Immunohistochemical stains for various T cell and B cell markers have limited utility in the diagnosis of autoimmune hepatitis; however, the lymphocytes within autoimmune hepatitis tend to be CD4+ T cells. The IgG:IgM ratio is distinct in autoimmune hepatitis compared with primary biliary cirrhosis (IgM positive plasma cells predominate in primary biliary cirrhosis; IgG in autoimmune hepatitis), and immunostains can be helpful when the differential is autoimmune hepatitis versus primary biliary cirrhosis. However, IgG-positive plasma cells also predominate in other conditions such as infections and drug effects, so are not specific for autoimmune hepatitis. Finally, IgG4-positive plasma cells are scattered and rare in liver biopsies with autoimmune hepatitis. Marked IgG4-positive plasma cells should raise the possibility of IgG4-mediated disease.23
Fibrosis in autoimmune hepatitis
Fibrosis in a liver biopsy indicates chronic injury and, as autoimmune hepatitis is a chronic liver disease, liver biopsies in this setting often demonstrate some degree of fibrosis.24
Determining the degree of fibrosis, however, can be quite challenging when there is marked necroinflammatory activity. In cases of confluent or bridging necrosis, one should carefully evaluate the trichrome and reticulin stains to not overestimate the degree of fibrosis. Bridging necrosis should appear more pale blue on a trichrome stain and demonstrate a collapse of reticulin fibers (Figs. 12.8
).
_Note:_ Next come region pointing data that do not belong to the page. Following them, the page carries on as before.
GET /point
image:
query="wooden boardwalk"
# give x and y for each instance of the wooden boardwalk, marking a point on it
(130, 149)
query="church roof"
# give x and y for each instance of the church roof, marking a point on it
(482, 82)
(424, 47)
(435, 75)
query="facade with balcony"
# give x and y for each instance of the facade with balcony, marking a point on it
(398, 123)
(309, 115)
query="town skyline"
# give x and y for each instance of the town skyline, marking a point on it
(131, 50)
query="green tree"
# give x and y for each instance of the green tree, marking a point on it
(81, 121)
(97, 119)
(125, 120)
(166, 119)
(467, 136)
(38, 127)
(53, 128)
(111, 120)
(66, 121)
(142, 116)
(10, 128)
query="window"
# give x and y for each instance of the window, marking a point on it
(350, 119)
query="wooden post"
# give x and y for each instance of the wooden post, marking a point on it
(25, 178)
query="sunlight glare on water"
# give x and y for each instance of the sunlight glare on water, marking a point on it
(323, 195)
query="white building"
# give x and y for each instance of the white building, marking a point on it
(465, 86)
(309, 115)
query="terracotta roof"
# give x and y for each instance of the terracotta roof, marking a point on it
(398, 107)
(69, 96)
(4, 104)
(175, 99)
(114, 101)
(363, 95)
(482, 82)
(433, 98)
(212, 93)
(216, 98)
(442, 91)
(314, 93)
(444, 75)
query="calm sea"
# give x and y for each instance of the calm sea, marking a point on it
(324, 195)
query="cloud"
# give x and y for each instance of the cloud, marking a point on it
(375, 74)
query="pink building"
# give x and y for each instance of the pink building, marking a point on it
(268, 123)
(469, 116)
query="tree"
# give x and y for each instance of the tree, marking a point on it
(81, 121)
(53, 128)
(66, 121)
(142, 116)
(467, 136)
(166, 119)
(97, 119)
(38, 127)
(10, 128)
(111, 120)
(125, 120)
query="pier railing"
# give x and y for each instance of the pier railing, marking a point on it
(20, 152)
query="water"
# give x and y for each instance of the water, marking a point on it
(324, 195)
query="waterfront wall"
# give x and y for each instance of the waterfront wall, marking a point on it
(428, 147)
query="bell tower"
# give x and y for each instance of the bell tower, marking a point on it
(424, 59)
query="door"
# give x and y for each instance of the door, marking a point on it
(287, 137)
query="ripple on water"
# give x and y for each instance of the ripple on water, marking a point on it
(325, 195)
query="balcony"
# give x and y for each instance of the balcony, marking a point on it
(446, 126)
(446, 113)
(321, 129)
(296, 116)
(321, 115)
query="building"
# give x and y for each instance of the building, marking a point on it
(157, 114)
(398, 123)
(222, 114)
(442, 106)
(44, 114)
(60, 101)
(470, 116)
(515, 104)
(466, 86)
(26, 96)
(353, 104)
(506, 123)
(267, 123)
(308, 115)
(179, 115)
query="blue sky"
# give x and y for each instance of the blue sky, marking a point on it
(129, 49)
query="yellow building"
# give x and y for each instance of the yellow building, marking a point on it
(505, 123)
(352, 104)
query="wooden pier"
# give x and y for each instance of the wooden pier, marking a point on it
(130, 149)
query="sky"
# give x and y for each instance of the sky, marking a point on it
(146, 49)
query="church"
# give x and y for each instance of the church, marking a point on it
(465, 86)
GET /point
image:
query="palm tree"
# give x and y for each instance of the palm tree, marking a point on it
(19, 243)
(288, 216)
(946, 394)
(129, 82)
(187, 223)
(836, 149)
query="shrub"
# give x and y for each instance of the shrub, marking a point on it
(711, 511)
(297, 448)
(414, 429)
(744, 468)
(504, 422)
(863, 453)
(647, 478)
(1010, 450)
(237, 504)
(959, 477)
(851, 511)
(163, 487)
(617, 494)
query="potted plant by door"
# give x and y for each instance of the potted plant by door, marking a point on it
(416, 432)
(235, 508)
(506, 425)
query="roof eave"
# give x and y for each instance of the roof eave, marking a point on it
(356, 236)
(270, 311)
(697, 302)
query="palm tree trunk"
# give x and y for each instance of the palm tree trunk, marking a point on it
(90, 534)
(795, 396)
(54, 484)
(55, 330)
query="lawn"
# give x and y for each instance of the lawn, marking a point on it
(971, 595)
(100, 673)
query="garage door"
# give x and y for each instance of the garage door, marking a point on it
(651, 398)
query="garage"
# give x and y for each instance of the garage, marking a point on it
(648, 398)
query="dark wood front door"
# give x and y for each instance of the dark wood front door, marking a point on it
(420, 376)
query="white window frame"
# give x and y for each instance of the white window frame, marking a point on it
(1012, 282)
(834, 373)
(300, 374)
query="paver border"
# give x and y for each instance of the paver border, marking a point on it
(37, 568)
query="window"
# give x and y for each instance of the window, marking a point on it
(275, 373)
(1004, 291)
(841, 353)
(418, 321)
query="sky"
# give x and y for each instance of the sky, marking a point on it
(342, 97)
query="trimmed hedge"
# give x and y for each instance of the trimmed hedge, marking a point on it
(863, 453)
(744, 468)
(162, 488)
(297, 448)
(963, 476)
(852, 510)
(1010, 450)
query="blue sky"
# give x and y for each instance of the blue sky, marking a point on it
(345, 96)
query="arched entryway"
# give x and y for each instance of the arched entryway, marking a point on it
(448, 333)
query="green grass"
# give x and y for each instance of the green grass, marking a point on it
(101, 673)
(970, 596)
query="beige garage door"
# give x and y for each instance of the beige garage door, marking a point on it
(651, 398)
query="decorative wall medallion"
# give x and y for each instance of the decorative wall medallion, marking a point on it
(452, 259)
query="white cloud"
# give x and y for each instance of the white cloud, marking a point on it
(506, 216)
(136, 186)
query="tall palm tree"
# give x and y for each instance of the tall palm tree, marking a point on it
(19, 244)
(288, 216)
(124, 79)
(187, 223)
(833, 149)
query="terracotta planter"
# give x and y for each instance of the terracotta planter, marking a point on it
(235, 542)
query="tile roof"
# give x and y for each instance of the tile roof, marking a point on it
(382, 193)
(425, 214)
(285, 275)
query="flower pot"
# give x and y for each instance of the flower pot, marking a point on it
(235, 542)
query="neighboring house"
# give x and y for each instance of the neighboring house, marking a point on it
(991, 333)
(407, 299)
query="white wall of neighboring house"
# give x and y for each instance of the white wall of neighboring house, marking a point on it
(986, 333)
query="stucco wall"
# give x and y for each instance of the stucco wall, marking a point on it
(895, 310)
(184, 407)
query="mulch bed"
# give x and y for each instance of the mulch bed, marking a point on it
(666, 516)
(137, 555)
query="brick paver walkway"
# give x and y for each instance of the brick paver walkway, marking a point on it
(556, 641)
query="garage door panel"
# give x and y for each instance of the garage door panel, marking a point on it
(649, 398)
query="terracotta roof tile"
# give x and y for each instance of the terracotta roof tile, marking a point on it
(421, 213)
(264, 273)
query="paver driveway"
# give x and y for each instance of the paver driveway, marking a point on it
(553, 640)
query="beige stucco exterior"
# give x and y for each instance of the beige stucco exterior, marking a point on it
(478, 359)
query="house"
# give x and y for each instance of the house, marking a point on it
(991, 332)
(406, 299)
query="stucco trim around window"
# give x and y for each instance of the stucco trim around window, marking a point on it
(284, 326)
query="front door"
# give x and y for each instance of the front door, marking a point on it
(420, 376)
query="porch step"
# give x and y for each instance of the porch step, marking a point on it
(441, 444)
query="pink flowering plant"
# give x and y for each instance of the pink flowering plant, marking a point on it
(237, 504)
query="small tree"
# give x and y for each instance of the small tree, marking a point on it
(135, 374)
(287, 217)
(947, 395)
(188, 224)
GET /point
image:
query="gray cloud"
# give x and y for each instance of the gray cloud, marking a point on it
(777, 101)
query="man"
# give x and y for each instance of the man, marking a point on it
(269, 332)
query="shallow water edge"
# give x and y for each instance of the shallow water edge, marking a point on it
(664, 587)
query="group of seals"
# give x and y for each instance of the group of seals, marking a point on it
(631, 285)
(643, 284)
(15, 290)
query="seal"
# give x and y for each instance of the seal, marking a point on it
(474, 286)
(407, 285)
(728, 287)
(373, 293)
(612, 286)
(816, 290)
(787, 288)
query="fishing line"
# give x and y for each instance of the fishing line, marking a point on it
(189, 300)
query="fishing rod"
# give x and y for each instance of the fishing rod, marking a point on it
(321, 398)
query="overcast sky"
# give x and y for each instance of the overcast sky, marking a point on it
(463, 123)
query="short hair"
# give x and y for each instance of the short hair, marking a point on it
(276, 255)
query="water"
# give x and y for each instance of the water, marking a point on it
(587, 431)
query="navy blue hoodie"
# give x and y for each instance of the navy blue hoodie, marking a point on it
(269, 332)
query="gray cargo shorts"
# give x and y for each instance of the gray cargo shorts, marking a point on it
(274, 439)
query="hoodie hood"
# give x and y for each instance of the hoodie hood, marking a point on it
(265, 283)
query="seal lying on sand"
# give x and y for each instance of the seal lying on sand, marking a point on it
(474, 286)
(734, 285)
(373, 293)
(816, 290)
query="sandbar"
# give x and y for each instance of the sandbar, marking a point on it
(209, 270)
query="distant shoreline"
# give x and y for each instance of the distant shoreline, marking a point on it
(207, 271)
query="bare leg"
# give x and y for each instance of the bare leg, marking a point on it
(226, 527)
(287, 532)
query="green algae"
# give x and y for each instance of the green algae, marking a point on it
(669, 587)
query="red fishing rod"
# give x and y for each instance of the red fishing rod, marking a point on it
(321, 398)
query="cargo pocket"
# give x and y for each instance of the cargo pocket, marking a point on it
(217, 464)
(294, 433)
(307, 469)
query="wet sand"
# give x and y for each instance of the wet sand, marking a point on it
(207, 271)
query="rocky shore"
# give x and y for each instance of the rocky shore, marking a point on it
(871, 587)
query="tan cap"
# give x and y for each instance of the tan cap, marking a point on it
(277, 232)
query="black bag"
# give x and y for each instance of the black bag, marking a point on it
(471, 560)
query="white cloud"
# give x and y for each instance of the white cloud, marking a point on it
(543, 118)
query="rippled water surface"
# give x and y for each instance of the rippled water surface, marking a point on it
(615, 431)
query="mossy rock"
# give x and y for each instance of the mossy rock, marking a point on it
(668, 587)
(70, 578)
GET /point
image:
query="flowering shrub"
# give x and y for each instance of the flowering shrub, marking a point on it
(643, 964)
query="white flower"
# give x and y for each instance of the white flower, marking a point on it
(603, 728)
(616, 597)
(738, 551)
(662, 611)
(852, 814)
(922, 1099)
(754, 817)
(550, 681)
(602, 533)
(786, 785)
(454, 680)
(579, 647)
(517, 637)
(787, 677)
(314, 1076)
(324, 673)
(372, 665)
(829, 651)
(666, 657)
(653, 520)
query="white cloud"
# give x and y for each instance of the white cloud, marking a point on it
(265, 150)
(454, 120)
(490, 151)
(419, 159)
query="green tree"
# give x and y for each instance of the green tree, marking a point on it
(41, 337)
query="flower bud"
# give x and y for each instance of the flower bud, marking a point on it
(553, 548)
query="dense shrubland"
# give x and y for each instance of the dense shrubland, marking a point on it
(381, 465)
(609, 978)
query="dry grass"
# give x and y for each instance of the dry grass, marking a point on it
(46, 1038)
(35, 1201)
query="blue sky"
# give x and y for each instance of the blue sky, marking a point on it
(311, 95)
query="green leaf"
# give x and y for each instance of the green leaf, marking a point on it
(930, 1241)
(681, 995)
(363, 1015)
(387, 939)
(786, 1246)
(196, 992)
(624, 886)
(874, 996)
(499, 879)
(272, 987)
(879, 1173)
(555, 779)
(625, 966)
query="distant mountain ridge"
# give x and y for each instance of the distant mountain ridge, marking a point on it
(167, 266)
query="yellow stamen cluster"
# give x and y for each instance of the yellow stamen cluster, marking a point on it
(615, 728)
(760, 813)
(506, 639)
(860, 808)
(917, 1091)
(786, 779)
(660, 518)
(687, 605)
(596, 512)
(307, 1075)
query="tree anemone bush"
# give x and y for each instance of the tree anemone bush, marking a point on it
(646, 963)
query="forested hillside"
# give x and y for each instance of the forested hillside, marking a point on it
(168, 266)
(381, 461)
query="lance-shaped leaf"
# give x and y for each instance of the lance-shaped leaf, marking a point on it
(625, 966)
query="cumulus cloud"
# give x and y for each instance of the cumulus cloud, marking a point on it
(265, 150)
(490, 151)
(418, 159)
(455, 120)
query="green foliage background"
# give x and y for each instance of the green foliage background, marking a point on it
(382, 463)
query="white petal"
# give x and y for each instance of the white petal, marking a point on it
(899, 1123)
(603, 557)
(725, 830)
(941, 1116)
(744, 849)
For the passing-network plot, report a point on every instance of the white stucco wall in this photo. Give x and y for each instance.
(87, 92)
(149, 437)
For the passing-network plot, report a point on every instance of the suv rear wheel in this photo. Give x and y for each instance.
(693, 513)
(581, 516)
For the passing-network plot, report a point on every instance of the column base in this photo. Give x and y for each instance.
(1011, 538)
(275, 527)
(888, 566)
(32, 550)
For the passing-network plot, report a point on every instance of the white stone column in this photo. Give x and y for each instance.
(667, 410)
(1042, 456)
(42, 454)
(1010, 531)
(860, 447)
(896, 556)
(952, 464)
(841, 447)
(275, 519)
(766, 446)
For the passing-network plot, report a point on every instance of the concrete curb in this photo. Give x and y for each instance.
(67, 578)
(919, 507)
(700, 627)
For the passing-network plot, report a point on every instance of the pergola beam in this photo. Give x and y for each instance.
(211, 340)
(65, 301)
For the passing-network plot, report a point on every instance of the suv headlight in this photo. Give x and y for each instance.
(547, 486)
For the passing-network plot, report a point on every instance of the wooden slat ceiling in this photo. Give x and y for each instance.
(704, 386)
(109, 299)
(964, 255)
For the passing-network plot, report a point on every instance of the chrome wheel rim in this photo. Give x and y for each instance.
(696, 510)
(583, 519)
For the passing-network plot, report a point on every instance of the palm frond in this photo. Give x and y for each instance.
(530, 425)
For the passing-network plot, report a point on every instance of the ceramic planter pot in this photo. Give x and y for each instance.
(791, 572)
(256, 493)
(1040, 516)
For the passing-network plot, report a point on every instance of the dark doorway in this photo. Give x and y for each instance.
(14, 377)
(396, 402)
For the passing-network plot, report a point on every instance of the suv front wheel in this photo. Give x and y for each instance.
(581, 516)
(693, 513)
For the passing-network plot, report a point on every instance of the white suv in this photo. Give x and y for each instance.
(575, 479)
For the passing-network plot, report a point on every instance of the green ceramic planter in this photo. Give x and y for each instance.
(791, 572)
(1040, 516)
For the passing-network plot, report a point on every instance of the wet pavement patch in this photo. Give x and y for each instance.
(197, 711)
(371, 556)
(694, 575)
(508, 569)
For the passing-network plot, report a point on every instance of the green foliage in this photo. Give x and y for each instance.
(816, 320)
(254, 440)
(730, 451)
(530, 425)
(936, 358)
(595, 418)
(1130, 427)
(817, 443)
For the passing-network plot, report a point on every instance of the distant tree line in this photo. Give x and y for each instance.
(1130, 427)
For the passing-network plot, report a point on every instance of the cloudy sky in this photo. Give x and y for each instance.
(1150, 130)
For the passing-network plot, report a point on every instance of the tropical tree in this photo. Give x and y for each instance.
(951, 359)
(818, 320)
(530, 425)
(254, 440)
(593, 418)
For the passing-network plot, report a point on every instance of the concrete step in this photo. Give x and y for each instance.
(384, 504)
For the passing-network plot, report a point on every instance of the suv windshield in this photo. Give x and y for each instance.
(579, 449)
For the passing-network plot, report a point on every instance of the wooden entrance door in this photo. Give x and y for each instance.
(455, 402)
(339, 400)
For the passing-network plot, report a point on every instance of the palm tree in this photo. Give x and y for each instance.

If there is any uncertainty regarding the degree of fibrosis, this should be clearly stated in the pathology report because bridging necrosis can heal without marked collagen deposition. Given that elastic fibers are deposited only in areas of long-standing fibrosis, evaluation for the presence of elastic fibers using an orcein stain may be helpful to separate reticulin collapse from true fibrosis (Fig. 12.10
). Often in the setting of marked inflammatory activity and necrosis, it may be adequate just to indicate that there is or is not advanced fibrosis (bridging or cirrhosis). If the clinicians are concerned about advanced fibrosis, treatment with immune suppression followed by a
repeat biopsy may be the best way to document the stage of disease. In addition, acute autoimmune hepatitis without evidence of fibrosis does occur.24
This finding should be recognized so as not to automatically assume the presence of fibrosis when considering a diagnosis of autoimmune hepatitis.